Now that Biden has committed to shifting from fossil fuels, the incoming chairman of the Securities and Exchange Commission, Gary Gensler, must decide whether Big Oil are exempt from basic principles of shareholder democracy.
Fossil fuel companies are the largest emitters of carbon dioxide and the foundation of the old energy system. Investors know the climate emergency will devastate the global economy, while the biggest oil and gas incumbents have the know-how, global reach and market-making capacity rapidly to scale the transition to renewables.
Asset managers expect oil and gas companies to respond to the demands from wider society, and a growing proportion are impatient for change. In Europe in recent years, up to 27% of non-government shareholders in oil majors BP, Equinor, Shell and Total voted for climate resolutions seeking concrete emissions targets aligned to Paris.
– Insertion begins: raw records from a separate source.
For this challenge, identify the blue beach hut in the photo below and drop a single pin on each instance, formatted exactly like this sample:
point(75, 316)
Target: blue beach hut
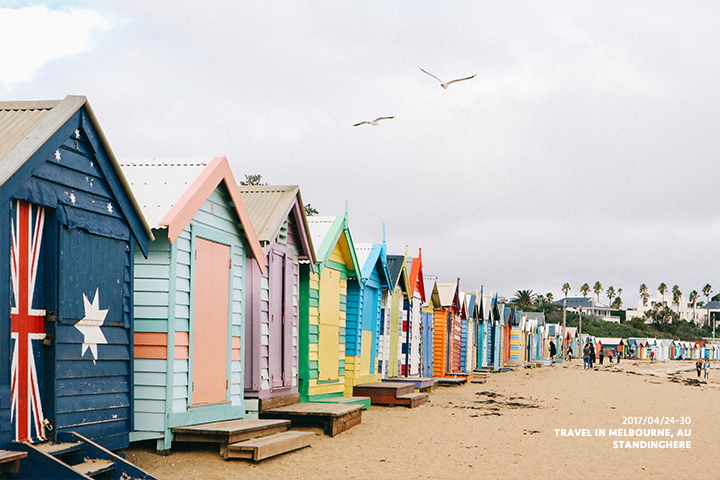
point(69, 229)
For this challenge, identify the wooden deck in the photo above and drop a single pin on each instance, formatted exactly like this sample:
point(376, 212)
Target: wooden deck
point(392, 393)
point(422, 384)
point(333, 417)
point(265, 447)
point(364, 401)
point(231, 431)
point(10, 461)
point(453, 381)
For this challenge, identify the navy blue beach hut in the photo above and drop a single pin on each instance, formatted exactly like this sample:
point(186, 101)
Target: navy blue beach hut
point(68, 230)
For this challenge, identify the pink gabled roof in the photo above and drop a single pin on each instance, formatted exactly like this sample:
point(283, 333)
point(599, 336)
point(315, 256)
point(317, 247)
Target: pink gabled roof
point(185, 209)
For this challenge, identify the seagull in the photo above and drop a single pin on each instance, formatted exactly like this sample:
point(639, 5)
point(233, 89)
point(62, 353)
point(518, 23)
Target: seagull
point(373, 122)
point(447, 84)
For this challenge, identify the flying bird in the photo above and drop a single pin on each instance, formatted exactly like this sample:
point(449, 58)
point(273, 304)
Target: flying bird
point(373, 122)
point(447, 84)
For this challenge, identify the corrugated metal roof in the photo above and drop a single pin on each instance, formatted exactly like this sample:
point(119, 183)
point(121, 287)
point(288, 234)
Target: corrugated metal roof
point(362, 250)
point(159, 186)
point(27, 126)
point(268, 206)
point(320, 227)
point(446, 291)
point(18, 119)
point(395, 263)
In the US under the Trump administration, the SEC serially excluded such resolutions on the specious grounds that targets were a form of “micromanagement”. This misuse of SEC by-laws has obstructed the Paris goal of curbing global heating to well below two degrees Centigrade above pre-industrial levels.
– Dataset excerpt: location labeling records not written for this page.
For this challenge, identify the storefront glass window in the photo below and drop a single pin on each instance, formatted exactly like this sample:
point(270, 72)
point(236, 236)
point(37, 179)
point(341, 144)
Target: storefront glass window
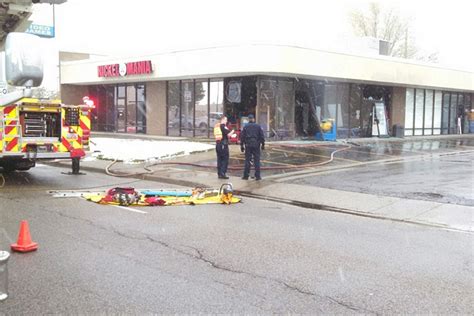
point(428, 112)
point(174, 108)
point(445, 114)
point(419, 110)
point(141, 109)
point(453, 114)
point(216, 105)
point(330, 102)
point(285, 111)
point(121, 106)
point(355, 106)
point(343, 111)
point(266, 107)
point(187, 109)
point(308, 96)
point(201, 124)
point(409, 111)
point(131, 109)
point(437, 113)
Contrary to the claims of some oil executives, investors have no interest in “seizing the keys” to business strategy. That is for managers to work out. But while global agreements and scientific consensus on the climate emergency are ignored, shareholders have been denied their basic right to hold the companies which they own accountable for their actions.
Mr. Gensler can restore shareholders’ rights by acting decisively to allow climate resolutions to come to a vote during this year’s AGM season. Only then can the SEC fulfil its mission to “promote a market that is worthy of public trust”.